Er, yes. Thanks, I should have caught that before posting.
> I don't immediately see any problem with your invention, > and it looks like a fairly natural choice.
Poking around in Regression Modeling Strategies, I eventually found just that measure as eq 9.54, with references to two papers by Korn & Simon. I'll look those up, though I miss no longer having a university journal subscription to my name.
> I have never spent time trying to deal with pseudo R-squared > in reports -- for cases with marginal p-values, I've been > satisfied to figure for myself what "real" R-squared would > give the same p-value for the same d.f.
I'm just using it as a first cut when comparing candidate predictive models, not as something to report. It has the advantage that I understand what it's measuring and am confident that it represents the cost function seen by the model.
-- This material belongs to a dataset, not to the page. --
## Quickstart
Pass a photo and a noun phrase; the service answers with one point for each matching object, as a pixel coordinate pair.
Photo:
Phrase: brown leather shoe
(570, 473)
> Ray Koopman might have comments when he returns, if > he has just been gone for the summer. > > Some years ago, Frank Harrell used to read these > usenet groups, and I helped popularize the criticisms of > stepwise regressions that he posted here. I think you > might get a response more useful than mine if you send > your question to him.
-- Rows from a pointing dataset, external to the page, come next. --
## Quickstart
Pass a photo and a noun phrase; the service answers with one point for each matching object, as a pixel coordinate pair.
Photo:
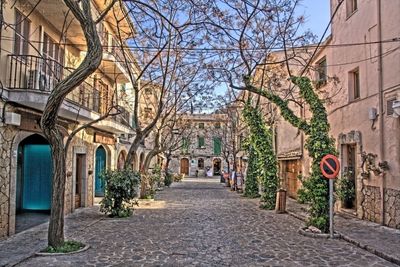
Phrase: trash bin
(280, 206)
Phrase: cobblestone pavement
(200, 223)
(381, 240)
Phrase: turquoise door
(37, 169)
(99, 168)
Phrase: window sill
(351, 14)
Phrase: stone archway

I'll try to track down those Korn & Simon references [1, 2] and see if that answers my question. Otherwise, I'll give that a try. Usenet is pretty quiet these days, but it's just easier than monkeying around with, e.g., http://stats.stackexchange.com 
 Korn & Simon. Measures of explained variation for survival data. Statistics in Medicine, 9:487-503, 1990.
 Korn & Simon. Explained residual variation, explained risk, and goodness of fit. American Statistician, 45:201-206, 1991.